Wierd. Part of me thinks this is a great social lesson for teenagers. The other part of me says giant jerk. I go out of my way to make allowances, provide support for people with obvious disabilities and pregnancy. For someone to fake pregnancy could lead to questioning if someone is really pregnant or just trying to get some sort of special treatment.

It’s been over 8 years since I took my IRB certification, so I’m a little hazy on it.

Wait, I might have taken it in the past year. I don’t remember! If I did, it was not very comprehensive.

What’s so weird about that line about the index cards?

Yeah, but she wasn’t forced to. She chose to do this experiment.

I think, if you were the boyfriend’s parents, it would very likely poison your relationship with her forever if they somehow stayed together long-term.
Imagine your teenaged son knocks some girl up, and you’re trying to make the best of it, figuring out ways to help support the kid, getting ready to be a grandparent, thinking about buying baby stuff, and then you find out she was faking for a “social experiment,” and neither she nor your son could be bothered to tell you.

I think I would be pretty frigging upset with both of them.

Very much this. It’s akin to telling people falsely that a loved one has died. You don’t screw with people’s emotions like that and expect everybody to come out untouched.

Seems pretty stupid- wouldn’t it be just as easy to collect data on people’s reaction to pregnancy by finding and using someone who is actually pregnant to gather data

Also, the best example they came up with of people’s negative reactions:

"Her best friend, Saida Cortes, a 17-year-old senior who was sitting in the front row, read card No. 3: “Her attitude is changing, and it might be because of the baby or she was always this annoying and I never realized it.”

well…Maybe her attitude was changing, because of the experiment? maybe she was always that annoying and the quoted never realized it… not much of a hurtful rumor or stereotype, just an observation somebody made to someone else that may have been true anyway. Someone willing to fool their boyfriend’s whole family that way seems like a good candidate to be an annoying person.

Well, I think that was the climax of the whole experience. It would have been nice if the reporter gave us excepts from more than one frig’n card.

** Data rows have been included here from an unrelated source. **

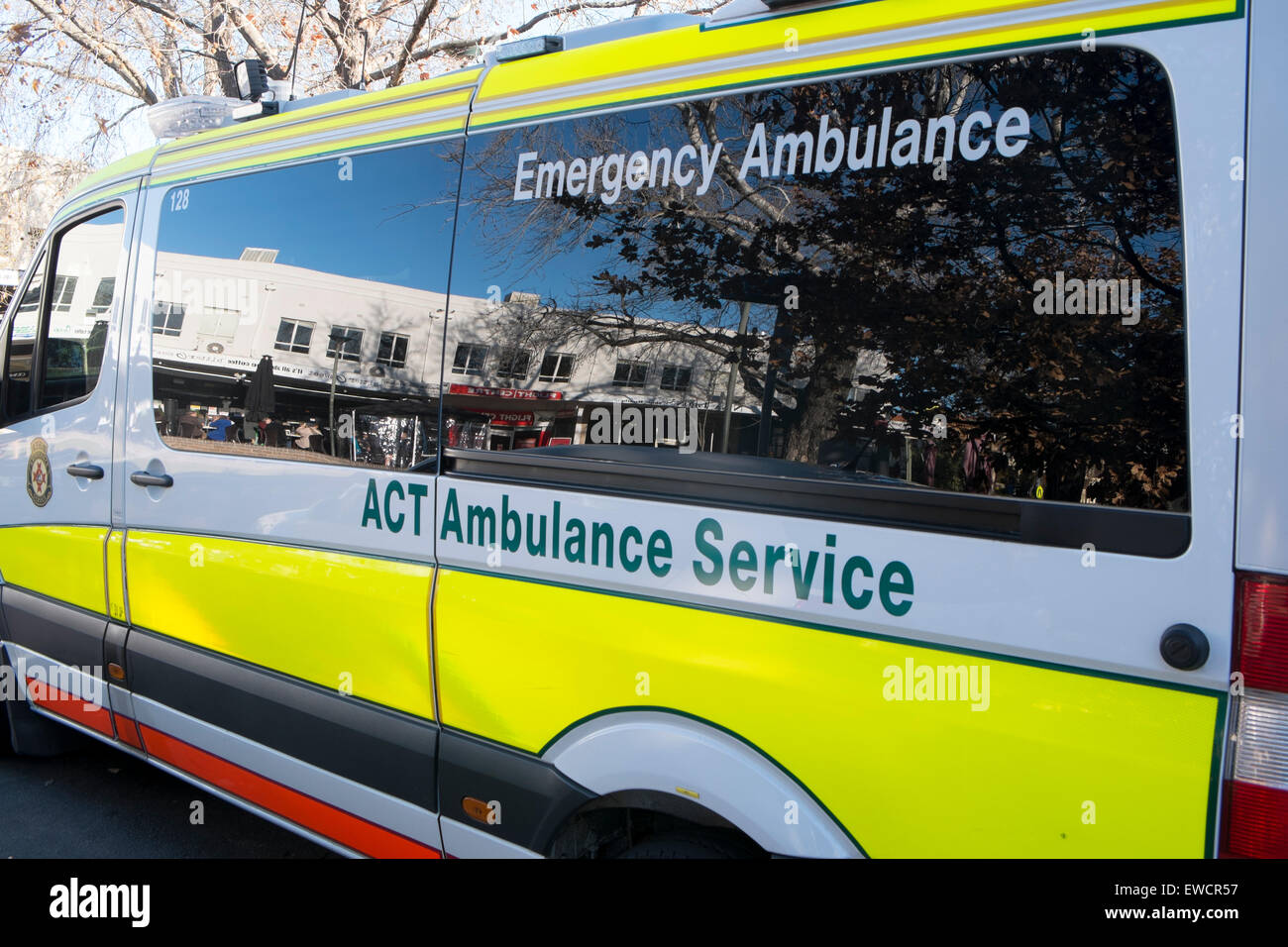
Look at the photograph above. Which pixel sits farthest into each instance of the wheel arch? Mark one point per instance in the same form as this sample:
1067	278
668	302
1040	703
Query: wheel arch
687	758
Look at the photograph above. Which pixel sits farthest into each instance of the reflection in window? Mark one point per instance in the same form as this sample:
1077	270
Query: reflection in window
102	296
167	318
294	335
630	373
21	346
64	289
344	342
823	302
469	360
75	337
284	303
557	367
513	364
393	350
677	377
219	324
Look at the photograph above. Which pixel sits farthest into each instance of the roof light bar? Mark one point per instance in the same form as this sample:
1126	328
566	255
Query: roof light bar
529	46
188	115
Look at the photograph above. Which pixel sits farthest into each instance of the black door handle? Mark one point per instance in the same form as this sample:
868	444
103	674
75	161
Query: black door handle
90	472
145	479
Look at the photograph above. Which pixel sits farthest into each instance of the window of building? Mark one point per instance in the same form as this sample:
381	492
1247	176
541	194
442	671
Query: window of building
469	360
60	359
102	296
513	364
294	335
167	318
557	367
64	289
393	350
1000	318
677	377
219	324
295	342
346	342
630	373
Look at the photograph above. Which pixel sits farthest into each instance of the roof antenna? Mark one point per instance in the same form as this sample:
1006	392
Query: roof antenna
295	52
362	85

I understand. To me, it’s all about context. If she were standing in front of the assembly pointing and laughing saying “Ha Ha Ha! I sure got you.” That would be one thing. I think her intentions were good. So I’m not going to bust the kids balls over that.

Reminds me of the “social experiment” a couple of my classmates conducted once, in which one of them moaned and twitched spastically in a wheelchair while being wheeled through a grocery store by his friend. A lot of good data was collected from that.

Doing it to strangers is not a big deal, because it doesn’t significantly affect their lives. Anyone with the slightest bit of social intelligence would know what this would do to her friends and loved ones. Intentions matter, but she intended to manipulate other people who would be significantly impacted.

And, as far as I know, you can lie to people IF THEY’VE AGREED TO BE IN AN EXPERIMENT. And you have to inform every single person that it was fake. I don’t see how she could even do that. It’s not just the people in school who would have seen her.

Finally, I fail to see what validity this experiment would have. All she’s got are rumors that came back to her. That’s not data. She gave up her entire reputation at that school for nothing. Why in the world didn’t anyone tell her how stupid this idea was?

I mean, if I were her friend, I could never trust her again for lying about something so big. And I’m one of those people who thinks holding grudges is wrong. I could forgive her, but I couldn’t trust that she wouldn’t put some crappy experiment in front of our friendship again. The relationship would die.

You’d also have to debrief them later if the situation was potentially upsetting enough (just saying “lolz it was a joke/experiment” is not sufficient); I suspect this would probably qualify.